Hi Bharath,

Thank you for the thorough and thoughtful review!


> Having a lot of spill files also increases crash/recovery times.
> However, files spilling to disk causing no-space-left-on-disk issues
> leading to downtime applies to WAL files, historical catalog snapshot
> files, subtransaction overflow files, CLOG (and all the subsystems
> backed by SLRU data structure), etc. - basically any Postgres
> subsystem writing files to disk. I'm a bit worried that we may end up
> solving disk space issues, which IMHO are outside of the database
> scope, in the database.
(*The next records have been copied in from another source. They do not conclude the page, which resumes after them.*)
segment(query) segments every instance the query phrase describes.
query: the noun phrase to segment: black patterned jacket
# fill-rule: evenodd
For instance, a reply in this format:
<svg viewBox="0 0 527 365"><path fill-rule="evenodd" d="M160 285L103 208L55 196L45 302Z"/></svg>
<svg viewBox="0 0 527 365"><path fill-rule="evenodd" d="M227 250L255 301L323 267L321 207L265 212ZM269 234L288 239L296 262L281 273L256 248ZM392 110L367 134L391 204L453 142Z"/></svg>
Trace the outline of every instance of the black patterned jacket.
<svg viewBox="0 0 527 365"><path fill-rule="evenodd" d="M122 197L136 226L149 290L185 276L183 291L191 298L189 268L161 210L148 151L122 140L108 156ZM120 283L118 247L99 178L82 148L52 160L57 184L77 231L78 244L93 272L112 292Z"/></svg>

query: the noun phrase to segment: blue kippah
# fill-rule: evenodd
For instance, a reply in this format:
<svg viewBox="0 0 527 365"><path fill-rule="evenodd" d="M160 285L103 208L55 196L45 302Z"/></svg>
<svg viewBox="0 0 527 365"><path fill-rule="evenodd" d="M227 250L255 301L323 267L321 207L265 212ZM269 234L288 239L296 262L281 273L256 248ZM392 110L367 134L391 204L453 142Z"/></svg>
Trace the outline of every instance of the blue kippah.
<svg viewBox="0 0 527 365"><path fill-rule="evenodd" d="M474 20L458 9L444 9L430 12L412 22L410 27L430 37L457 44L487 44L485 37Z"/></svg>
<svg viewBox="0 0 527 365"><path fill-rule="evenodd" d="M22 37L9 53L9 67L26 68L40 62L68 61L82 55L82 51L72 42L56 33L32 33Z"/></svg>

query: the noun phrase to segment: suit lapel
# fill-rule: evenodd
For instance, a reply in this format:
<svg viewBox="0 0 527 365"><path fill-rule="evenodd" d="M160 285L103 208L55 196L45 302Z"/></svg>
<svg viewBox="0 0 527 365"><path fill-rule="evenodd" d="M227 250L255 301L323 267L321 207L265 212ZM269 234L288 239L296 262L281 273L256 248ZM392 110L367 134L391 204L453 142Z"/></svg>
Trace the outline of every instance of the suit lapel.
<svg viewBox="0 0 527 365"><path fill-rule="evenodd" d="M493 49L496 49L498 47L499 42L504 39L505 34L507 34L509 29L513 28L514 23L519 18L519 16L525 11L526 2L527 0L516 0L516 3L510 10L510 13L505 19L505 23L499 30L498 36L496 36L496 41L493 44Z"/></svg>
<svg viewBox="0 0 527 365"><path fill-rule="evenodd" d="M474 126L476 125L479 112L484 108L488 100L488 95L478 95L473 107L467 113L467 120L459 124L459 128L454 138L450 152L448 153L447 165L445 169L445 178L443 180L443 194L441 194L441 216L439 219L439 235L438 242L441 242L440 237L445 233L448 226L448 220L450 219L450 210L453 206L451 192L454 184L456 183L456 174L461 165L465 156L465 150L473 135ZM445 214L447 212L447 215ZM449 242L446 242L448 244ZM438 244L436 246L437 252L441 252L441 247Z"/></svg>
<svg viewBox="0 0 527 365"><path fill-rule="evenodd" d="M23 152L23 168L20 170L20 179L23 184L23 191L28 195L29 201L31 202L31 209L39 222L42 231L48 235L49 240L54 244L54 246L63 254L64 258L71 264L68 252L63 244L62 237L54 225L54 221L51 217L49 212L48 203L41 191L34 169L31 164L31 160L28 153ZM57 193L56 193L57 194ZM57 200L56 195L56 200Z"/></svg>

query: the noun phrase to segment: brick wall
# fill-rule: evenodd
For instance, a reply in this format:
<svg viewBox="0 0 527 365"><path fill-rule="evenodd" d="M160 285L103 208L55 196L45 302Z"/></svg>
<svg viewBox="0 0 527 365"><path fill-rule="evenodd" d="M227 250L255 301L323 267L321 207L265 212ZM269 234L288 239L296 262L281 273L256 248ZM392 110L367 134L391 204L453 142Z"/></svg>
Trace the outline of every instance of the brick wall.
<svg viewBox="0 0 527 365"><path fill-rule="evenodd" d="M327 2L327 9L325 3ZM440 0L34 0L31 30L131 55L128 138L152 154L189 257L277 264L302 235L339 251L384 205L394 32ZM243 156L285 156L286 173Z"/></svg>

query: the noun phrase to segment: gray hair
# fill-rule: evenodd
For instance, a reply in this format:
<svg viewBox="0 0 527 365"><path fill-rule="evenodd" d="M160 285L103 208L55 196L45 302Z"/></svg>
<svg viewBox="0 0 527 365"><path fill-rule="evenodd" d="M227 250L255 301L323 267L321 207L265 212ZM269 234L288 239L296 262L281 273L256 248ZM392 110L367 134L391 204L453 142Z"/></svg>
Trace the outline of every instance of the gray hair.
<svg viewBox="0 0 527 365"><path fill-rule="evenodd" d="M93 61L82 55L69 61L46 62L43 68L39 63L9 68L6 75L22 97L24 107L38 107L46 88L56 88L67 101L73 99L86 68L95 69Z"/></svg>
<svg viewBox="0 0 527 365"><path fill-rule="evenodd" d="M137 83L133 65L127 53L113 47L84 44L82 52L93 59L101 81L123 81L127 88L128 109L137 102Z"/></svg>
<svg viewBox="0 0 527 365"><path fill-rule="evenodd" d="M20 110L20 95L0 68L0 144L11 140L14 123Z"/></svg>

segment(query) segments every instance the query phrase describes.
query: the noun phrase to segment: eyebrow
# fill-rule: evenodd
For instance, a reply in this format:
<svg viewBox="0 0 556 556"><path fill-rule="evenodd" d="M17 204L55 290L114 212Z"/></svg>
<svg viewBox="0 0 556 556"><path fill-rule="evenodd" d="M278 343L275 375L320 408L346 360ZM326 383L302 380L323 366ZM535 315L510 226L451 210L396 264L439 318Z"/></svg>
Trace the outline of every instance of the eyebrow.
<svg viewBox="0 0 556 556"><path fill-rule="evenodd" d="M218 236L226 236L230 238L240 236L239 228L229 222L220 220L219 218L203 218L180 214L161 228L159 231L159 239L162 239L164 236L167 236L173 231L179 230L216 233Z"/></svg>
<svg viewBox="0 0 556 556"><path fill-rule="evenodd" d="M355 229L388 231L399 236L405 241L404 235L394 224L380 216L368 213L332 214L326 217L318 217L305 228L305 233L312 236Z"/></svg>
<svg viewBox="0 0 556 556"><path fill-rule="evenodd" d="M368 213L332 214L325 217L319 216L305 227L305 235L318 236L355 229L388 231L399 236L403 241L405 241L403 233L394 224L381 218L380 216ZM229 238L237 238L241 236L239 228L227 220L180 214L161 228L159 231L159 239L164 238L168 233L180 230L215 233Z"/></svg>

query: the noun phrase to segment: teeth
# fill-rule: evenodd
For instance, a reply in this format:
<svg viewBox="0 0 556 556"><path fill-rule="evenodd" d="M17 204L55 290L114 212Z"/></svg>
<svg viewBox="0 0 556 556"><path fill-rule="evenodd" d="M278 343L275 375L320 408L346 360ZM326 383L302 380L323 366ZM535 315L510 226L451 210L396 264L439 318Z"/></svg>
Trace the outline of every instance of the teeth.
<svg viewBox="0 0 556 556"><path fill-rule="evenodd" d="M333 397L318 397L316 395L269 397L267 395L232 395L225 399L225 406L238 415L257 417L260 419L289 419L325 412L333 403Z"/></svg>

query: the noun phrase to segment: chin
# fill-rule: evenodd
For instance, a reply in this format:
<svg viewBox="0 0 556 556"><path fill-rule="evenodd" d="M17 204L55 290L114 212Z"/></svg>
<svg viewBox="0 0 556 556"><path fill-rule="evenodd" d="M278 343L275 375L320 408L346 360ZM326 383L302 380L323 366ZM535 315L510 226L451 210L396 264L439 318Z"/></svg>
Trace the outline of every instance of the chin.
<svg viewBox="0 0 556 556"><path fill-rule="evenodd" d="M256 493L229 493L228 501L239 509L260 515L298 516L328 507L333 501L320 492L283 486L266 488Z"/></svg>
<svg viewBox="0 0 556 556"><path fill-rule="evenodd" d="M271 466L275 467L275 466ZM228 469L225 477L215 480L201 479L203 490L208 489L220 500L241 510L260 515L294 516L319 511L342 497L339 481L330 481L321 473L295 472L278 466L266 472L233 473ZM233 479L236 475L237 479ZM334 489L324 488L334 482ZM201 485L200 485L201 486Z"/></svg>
Others may have different opinions though.

That's a fair philosophical point.  However, I'd argue that spill files
are uniquely unprotected compared to the other subsystems you mentioned:

  - WAL files → max_slot_wal_keep_size
  - Temp files → temp_file_limit
  - SLRU/CLOG → bounded by design (sized proportionally to active XIDs)

Spill files are the gap: they can grow proportionally to the *data
volume* of in-progress transactions, not to the number of transactions,
and there is no existing upper bound.  A single bulk-load transaction
replicated via logical decoding can generate tens of GBs of spill files
with no way for the DBA to cap it.

So this is not about solving a general OS-level disk problem in the
database; it is about providing the same kind of safety net that already
exists for WAL (max_slot_wal_keep_size) and temp files (temp_file_limit)
— a per-subsystem guardrail that the DBA can configure.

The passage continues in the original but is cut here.